A sample size of 96 subjects (48 in each arm) was required to detect a 4 mm Hg difference in mean AMBP between groups (the expected difference if a persistent fall was achieved), with an -error of 5% and a ß-error of 80%. This was based on variance in AMBP measurements in a similar Dutch population (age 23 years and with 2 hypertensive parents).13 To compensate for possible discontinuations during follow-up, we aimed to have 100 subjects completing the first year of intervention. Achieved variance was smaller, such that our study had the power to detect a 3 mm Hg difference in mean AMBP between groups.
Ethics and Safety
The local ethical committee approved the study protocol in accordance with the Helsinki Declaration. An independent Data Safety Monitoring Board (GCP-unit, Aarhus University Hospital) monitored the study.
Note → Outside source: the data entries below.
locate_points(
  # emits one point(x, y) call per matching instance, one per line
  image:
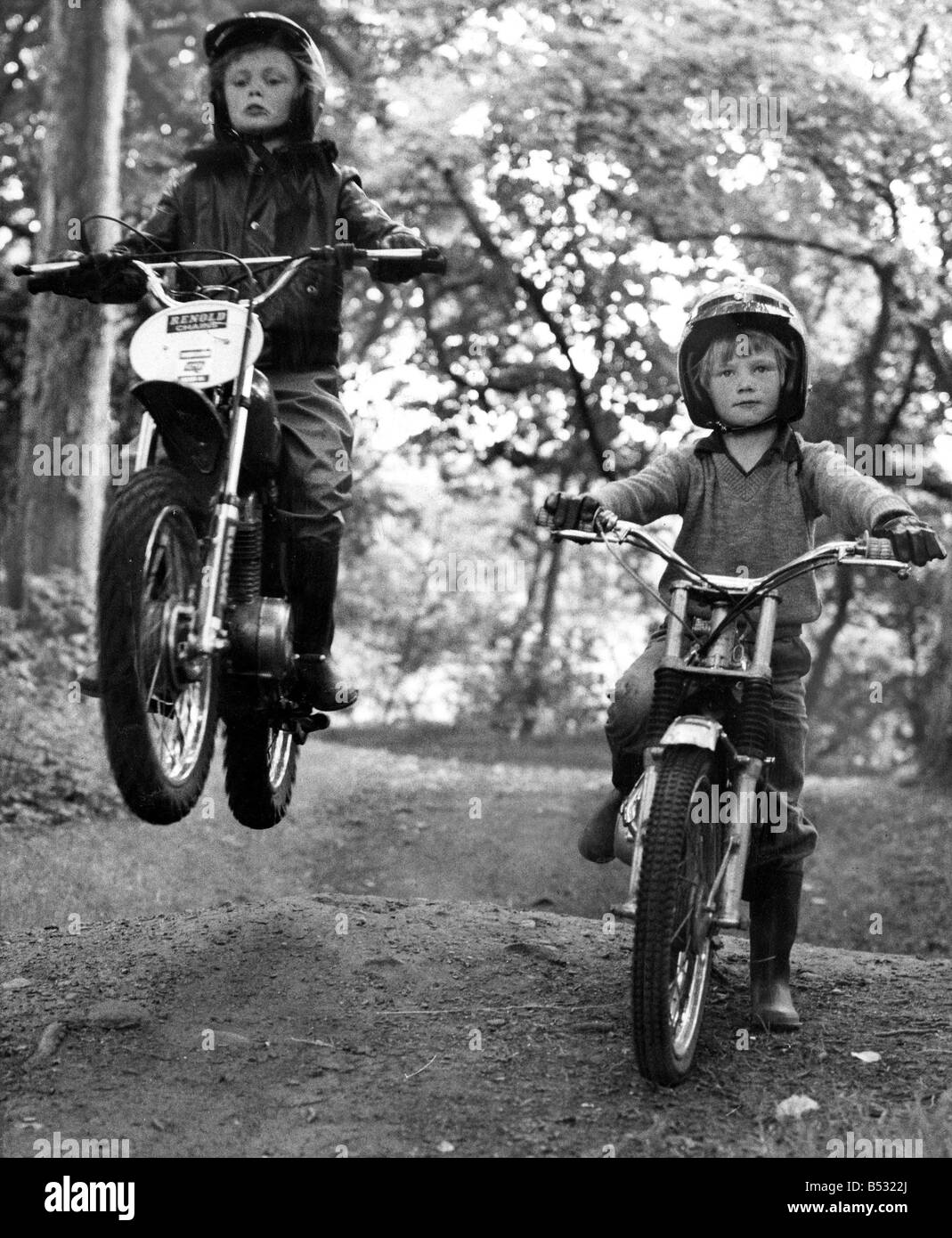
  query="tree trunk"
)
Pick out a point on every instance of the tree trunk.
point(936, 752)
point(69, 362)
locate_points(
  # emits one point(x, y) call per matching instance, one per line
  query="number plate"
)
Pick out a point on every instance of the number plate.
point(197, 343)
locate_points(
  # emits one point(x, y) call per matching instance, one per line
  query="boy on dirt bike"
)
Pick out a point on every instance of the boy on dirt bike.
point(265, 186)
point(749, 494)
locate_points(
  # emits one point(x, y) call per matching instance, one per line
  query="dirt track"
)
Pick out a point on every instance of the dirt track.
point(426, 1029)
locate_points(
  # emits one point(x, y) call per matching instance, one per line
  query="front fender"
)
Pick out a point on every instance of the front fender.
point(695, 730)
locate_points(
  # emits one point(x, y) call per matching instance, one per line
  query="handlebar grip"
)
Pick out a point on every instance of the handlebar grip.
point(434, 263)
point(879, 548)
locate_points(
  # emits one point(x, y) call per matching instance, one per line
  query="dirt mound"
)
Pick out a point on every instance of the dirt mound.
point(349, 1025)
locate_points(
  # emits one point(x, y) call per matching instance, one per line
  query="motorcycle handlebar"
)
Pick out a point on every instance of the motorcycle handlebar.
point(864, 549)
point(430, 260)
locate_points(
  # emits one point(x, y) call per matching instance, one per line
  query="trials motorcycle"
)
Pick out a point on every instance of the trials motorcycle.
point(708, 732)
point(193, 616)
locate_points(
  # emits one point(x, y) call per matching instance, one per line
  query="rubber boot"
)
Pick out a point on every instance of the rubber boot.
point(313, 584)
point(774, 913)
point(597, 841)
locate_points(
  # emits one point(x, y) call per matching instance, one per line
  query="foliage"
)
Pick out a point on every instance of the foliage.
point(587, 186)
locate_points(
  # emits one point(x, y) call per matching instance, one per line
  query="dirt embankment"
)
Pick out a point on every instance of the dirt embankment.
point(351, 1025)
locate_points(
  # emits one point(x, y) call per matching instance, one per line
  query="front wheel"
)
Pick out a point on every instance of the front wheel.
point(159, 708)
point(260, 769)
point(671, 957)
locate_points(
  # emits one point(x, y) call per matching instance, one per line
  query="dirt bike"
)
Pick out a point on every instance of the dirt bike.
point(708, 732)
point(193, 616)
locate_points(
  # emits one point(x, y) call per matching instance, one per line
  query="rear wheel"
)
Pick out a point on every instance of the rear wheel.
point(671, 957)
point(260, 769)
point(159, 707)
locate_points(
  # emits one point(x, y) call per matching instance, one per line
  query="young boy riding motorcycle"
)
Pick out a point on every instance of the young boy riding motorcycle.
point(264, 186)
point(749, 494)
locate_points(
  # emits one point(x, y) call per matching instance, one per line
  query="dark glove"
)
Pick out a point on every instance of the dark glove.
point(913, 540)
point(395, 270)
point(574, 511)
point(98, 278)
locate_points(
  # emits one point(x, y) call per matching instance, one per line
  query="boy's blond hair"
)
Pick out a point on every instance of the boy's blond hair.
point(724, 348)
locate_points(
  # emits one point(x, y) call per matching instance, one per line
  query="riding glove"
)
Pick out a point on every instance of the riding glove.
point(913, 540)
point(574, 511)
point(99, 278)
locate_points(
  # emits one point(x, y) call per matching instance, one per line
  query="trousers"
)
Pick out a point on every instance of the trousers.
point(317, 440)
point(770, 847)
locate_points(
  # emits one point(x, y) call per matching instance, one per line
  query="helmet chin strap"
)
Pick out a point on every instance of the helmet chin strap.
point(745, 430)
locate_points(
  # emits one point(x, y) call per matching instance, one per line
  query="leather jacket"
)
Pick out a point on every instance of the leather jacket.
point(228, 202)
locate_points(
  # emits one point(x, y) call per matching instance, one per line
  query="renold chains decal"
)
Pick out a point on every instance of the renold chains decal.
point(200, 320)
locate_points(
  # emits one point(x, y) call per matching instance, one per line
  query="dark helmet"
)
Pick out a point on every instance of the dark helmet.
point(746, 306)
point(270, 28)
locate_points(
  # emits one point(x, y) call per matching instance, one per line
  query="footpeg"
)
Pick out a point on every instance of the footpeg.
point(89, 685)
point(305, 727)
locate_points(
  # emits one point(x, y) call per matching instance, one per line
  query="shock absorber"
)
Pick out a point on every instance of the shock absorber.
point(665, 704)
point(245, 580)
point(754, 730)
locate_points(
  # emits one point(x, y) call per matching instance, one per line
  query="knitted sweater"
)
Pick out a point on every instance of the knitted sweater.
point(749, 524)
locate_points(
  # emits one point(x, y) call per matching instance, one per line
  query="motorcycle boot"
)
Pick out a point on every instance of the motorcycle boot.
point(774, 914)
point(597, 841)
point(313, 566)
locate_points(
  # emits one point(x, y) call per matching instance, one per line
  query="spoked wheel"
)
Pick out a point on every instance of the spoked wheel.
point(159, 707)
point(260, 770)
point(671, 959)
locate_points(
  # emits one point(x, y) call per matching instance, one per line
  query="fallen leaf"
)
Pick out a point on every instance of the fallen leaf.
point(795, 1105)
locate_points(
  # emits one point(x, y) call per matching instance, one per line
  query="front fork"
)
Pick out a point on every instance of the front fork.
point(206, 629)
point(723, 905)
point(213, 594)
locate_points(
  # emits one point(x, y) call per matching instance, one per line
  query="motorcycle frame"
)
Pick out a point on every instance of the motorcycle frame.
point(728, 599)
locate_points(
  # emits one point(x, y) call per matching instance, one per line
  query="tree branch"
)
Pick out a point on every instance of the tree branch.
point(535, 298)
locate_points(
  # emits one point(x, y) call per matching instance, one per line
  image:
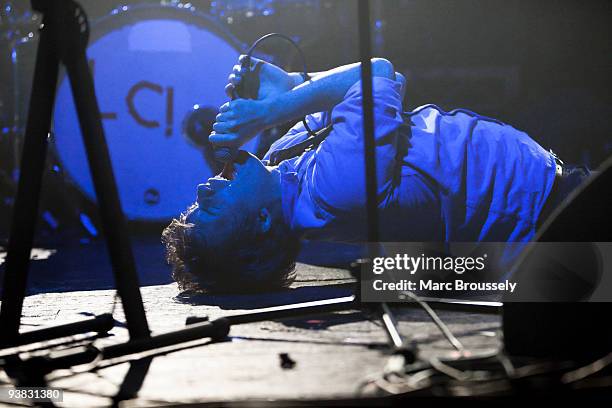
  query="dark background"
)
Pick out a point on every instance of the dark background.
point(543, 66)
At baseline and at intervention month 12, electrocardiography was obtained and fasting blood and urine samples were taken for laboratory analyses. Additionally, serum potassium and creatinine were controlled after 1 month intervention. For female participants, a urine test for pregnancy was performed prior to the renal function tests. It was a requirement that all female participants used contraceptives (oral or intrauterine device) throughout the intervention period.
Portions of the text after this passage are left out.